JÉRUSALEM PREMIER AMOUR DE DIEU

Is 60, 1-2+11-22

(2 janvier 1994)

Homélie du Frère Jean-François NOEL

D

ieu ne commence pas par aimer tous les hommes comme s'Il lançait sur eux cette sorte d'amour universel qui finissant par être si universel qu’il ne touche personne, mais Il a choisi d'aimer en premier lieu une part de cette humanité, une toute petite part. Ce que les prophètes ont annoncé par "le reste", Dieu le murmure dans son cœur, c'est le nom d'une ville, Jérusalem.

C'est le nom du premier amour de Dieu, c'est le nom d'un amour conjugal, un amour jaloux, un amour déçu, un amour qu'Il essaie de reprendre sans arrêt, un amour tenace, têtu, un amour passionné, un amour zélé. Et les prophètes sont la bouche de Dieu et ils disent ce que les lèvres de Dieu disent : "Jérusalem, tu M'as oublié ! Jérusalem, toi qui tues les prophètes et ceux que j'ai envoyés, combien j'ai voulu rassembler tes enfants à la manière dont une poule rassemble ses petits ! Jérusalem !" Jérusalem, c'est le premier amour de Dieu.

       Le nom du second amour c'est l'Église, c'est aussi Jérusalem. Le premier amour c'est Jérusalem et curieusement l'Epiphanie qui ne semble pas se passer à Jérusalem tourne autour de Jérusalem, l'encercle.

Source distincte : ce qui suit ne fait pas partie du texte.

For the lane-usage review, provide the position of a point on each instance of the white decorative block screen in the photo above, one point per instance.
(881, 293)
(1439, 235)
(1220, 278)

       Comme Jérusalem est sourde et n'entend pas l'appel de Dieu, comme Jérusalem n'a pas entendu dans la prophétie d'Isaïe que les "nations païennes viendront", c'est elles qui monteront dans le Temple pour adorer le Seigneur que Jérusalem a oublié et méprisé. Jérusalem a oublié l'oracle d'Isaïe, mais Dieu n'a pas oublié cet oracle.

       Loin de Jérusalem, Il a mis en route des hommes, dans une sagesse, dans un désir, dans une recherche. Des mages, des païens, des gens qui ne connaissent pas le nom de Jérusalem, des gens qui ne sont pas l'objet de l'amour premier de Dieu. Et Dieu s'en sert pour rappeler à Jérusalem que c'est elle qu'Il a choisie pour que Jérusalem soit non seulement "la ville" du peuple qu'Il a choisi mais la ville de tous les peuples. Dieu médite beaucoup sur les villes, sur les rues. C'est d'ailleurs dans cette ville qu'Il donnera son sang et nulle part ailleurs. Mais ce n'est pas là qu'Il est né. En quelque sorte Jérusalem l'a même renié en sa naissance. Certes l'oracle avait prédit qu'Il naîtrait à Bethléem. C'est si près de Jérusalem. Et les mages ne vont pas directement à Bethléem, ils passent à Jérusalem.

       Demain nous entendrons dans l'évangile le seul récit des mages que nous rapporte saint Matthieu. Les mages viennent interroger Hérode. "Nous avons vu un astre qui a brillé et qui signale la naissance du roi des juifs,"  le roi de Jérusalem. Où est-il ? Hérode, certainement par intérêt politique, mais peut-être réduisons-nous son intérêt, Hérode les envoie voir cet enfant. Mais l'évangéliste a le soin d'ajouter : "tout Jérusalem fut émue". Dans la rue, on s'interroge. L'évènement est d'importance et saisissable, pittoresque peut-être si on voit passer ces chameaux, des hommes de couleur différente qui portent visiblement des trésors. Mais au-delà de cela c'est Jérusalem qui s'interroge sur elle-même : "Faut-il donc que des païens passent par moi pour aller rendre hommage à Mon Roi ?"

      Car l'Epiphanie, c'est ce que nous célébrons ce soir, c'est la fête de l'hommage des hommes au Roi qui vient d'arriver. Et comme Jérusalem n'a pas voulu lui rendre hommage ce sont ceux qui sont venus d'Orient qui vont le faire à sa place. Et cela peut arriver aussi dans l'Église. Lorsque Dieu ne reçoit pas de l'Église ce qu'Il attend de l'amour qu'Il lui a donné, des hommes qui viennent d'ailleurs peuvent lui rendre l'hommage qui lui est dû. Entendons ... Entendons le bruit, respirons l'odeur, entendons le silence qui entoure la vénération des mages à la crèche de Bethléem et joignons-nous à cet hommage vibrant, avec tous les hommes du monde entier qui, de fait, sont tous Jérusalem.